Do verbo em inglês “to comply”, em resumo essa mentalidade significa cumprir as normas que a organização e todos os envolvidos com ela estão submetidos, seja qual for o âmbito — do jurídico ao fiscal, passando pelo ambiental e operacional.

Dessa forma, adotar o compliance significa seguir corretamente todas as regras relacionadas à empresa: e isso deve ser feito por cada pessoa envolvida, da diretoria aos funcionários. 

Um programa de compliance prevê várias ações, como a realização de auditorias, projetos de aprimoramento constante e o fortalecimento de noções de ética profissional com os colaboradores, ajudando a identificar, corrigir e evitar situações que não estão de acordo com as boas práticas e normas aplicadas à organização. 

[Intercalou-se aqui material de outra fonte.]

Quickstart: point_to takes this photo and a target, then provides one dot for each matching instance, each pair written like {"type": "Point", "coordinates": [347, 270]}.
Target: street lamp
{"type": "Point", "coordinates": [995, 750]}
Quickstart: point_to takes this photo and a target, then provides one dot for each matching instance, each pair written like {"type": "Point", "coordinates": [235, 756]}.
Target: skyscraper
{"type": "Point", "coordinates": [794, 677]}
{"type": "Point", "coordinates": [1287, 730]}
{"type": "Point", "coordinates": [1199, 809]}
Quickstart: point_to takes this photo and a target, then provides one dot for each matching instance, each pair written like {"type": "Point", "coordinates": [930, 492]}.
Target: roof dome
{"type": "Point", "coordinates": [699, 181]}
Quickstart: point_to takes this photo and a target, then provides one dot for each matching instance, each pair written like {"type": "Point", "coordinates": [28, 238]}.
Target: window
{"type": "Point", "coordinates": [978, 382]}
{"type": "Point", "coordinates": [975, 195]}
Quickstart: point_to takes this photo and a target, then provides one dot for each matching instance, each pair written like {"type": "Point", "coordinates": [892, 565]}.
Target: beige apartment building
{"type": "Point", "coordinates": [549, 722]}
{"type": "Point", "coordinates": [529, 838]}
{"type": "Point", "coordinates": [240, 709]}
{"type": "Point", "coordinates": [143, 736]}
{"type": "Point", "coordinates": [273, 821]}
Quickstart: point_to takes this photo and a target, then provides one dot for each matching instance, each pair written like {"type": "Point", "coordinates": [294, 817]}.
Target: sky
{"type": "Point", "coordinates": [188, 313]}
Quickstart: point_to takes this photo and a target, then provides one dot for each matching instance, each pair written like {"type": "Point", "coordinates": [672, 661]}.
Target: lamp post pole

E se esse conceito é associado a áreas importantes para a empresa, o mesmo vale para o ambiente online: o compliance digital traz o mesmo comportamento ético para as questões inerentes a este meio, considerando suas particularidades.

Então o compliance digital nada mais é do que seguir todas as normas que envolvem o ambiente online, sem passar por cima das boas práticas e senso ético para ganhar vantagens indevidas. 

Adotar essa postura, seja na forma digital ou tradicional, é uma ótima maneira de não só evitar problemas legais como fortalecer a imagem da empresa, mostrando-se preocupada com valores morais e passando uma mensagem positiva para a sociedade e clientes. 

Qual a diferença entre Compliance Digital e LGPD? 

Com os dois conceitos tão parecidos, muitos podem confundir ou não entender completamente a diferença entre um e outro.

O compliance é uma estratégia que envolve diversas áreas, garantindo que a empresa esteja de acordo com diferentes esferas. Não é apenas seguir uma lei, mas sim todas as normas relacionadas às suas atividades, seja no online ou offline. 

Por isso, por mais simples que pareça ser, aderir ao compliance é complexo e trabalhoso, mas, no fim, positivo para evitar muitas dores de cabeça e ter a segurança de cumprir todas as normas à risca. 

Ou seja, o compliance digital é algo maior, e que acaba necessariamente englobando a LGPD — que é uma lei, obrigatória para manter a atuação na internet seguindo a legislação. Sem cumprir essa norma, não é possível agir com ética e dentro da legalidade que a postura desse conceito exige. 

Por ser uma lei, descumprir o LGPD é algo que gera processos e até punições legais. Portanto, não é uma escolha: é obrigatório seguir essa normativa assim como é obrigatório emitir notas fiscais, fazer a declaração de imposto de renda e pagar a remuneração dos funcionários. 

Mas, para ter certeza de que todas as normas estão sendo seguidas e evitar dores de cabeça — desde o descumprimento das leis até ser vítima de vírus e golpes — é importante treinar os funcionários para aproveitarem o melhor do digital, sem cair em armadilhas.